Он оказался сильнее, да и находился в более выгодном положении: ослепшая и оглохшая Дуня не сумела найти оптимального пути для бегства. Попытка отстоять свободу кулаками тоже не увенчалась успехом — девушка достала только воздух, хотя догадывалась, что массивный объект всего в одном вдохе от неё и есть искомый менестрель. К сожалению, при ударе он таял, как дым.
— Ого, уже на черепашку похоже, — оценил экзекутор. — Осторожно, Лаура, с койки свалишься.
Девушка испуганно замерла — с койки, это, наверное, высоко и больно.
— Умничка. А теперь будем хорошей девочкой и примем лекарство.
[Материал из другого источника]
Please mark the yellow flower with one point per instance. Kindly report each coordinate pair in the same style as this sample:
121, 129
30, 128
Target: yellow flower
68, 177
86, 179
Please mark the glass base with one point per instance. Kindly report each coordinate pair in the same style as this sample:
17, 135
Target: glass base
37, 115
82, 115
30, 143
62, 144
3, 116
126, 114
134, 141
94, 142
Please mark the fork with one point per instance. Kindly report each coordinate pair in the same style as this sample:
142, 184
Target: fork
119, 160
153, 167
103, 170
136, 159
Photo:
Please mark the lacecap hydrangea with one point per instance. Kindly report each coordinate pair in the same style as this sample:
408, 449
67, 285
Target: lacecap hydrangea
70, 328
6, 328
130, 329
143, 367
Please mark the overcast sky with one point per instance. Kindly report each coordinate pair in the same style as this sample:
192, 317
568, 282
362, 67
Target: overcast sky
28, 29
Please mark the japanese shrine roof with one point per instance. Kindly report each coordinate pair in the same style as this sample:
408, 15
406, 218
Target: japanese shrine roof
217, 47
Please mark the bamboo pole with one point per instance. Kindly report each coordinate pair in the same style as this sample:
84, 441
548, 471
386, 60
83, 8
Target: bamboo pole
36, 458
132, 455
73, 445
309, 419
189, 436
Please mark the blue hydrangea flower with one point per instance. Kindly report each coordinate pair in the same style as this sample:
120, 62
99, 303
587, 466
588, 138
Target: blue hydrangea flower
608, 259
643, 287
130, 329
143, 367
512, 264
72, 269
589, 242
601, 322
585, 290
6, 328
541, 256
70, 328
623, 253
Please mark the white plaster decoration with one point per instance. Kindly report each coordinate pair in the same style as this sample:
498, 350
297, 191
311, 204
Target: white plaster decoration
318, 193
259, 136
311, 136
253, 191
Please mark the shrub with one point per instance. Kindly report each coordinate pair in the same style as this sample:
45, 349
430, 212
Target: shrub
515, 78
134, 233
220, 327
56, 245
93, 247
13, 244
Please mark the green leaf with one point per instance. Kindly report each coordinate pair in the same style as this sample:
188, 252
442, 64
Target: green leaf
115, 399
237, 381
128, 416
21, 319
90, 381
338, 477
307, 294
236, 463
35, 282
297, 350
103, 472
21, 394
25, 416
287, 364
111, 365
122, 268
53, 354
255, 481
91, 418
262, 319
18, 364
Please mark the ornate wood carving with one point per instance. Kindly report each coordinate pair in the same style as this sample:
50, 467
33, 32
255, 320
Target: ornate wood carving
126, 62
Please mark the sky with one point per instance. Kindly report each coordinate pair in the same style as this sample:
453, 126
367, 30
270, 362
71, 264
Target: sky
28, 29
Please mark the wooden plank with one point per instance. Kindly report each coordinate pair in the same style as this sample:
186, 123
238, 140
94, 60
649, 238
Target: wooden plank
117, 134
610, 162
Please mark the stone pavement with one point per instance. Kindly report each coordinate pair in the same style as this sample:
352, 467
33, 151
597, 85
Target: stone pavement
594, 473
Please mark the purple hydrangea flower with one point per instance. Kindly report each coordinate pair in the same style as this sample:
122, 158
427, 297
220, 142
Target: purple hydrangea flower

— Не будем, — закапризничала страдалица, но певец и впрямь не предлагал, а делал: Дуне зажали нос и в распахнувшийся рот влили омерзительно вяжущую, словно недозрелая хурма, жидкость.
— Ещё чуть-чуть, — подбодрил палач. — Раз — и глотаем.
Вообще-то странница намеревалась всё выплюнуть, но голос менестреля наполнился гипнотическими нотками — подчиняясь ему, девушка судорожно глотнула… и её будто током ударило. Волосы встали дыбом, по телу, от макушки до кончиков пальцев на ногах, пробежала волна мелкой дрожи, чтобы скрючить Дуню судорогой. Затем ухо уловило характерный высокочастотный писк зарядки — и перед глазами щёлкнули вспышкой. Грязную мглу сменил непроницаемый мрак. Постепенно в нём проявились белые полосы — очертания без сердцевины. Театр прозрачных теней! Склонившийся над девушкой менестрель; подвесная кровать, похожая на полку общего вагона; стыки стен и пола; дверь с решётчатым оконцем; кажется, ещё человек. И вертикальные прямые, соединявшие землю и небо.
Через мгновение мир запестрел яркими, неестественными цветами, словно кто-то решил раскрасить его гелевыми ручками. Дуня в школьные годы очень любила такими рисовать мозаики в тетрадях.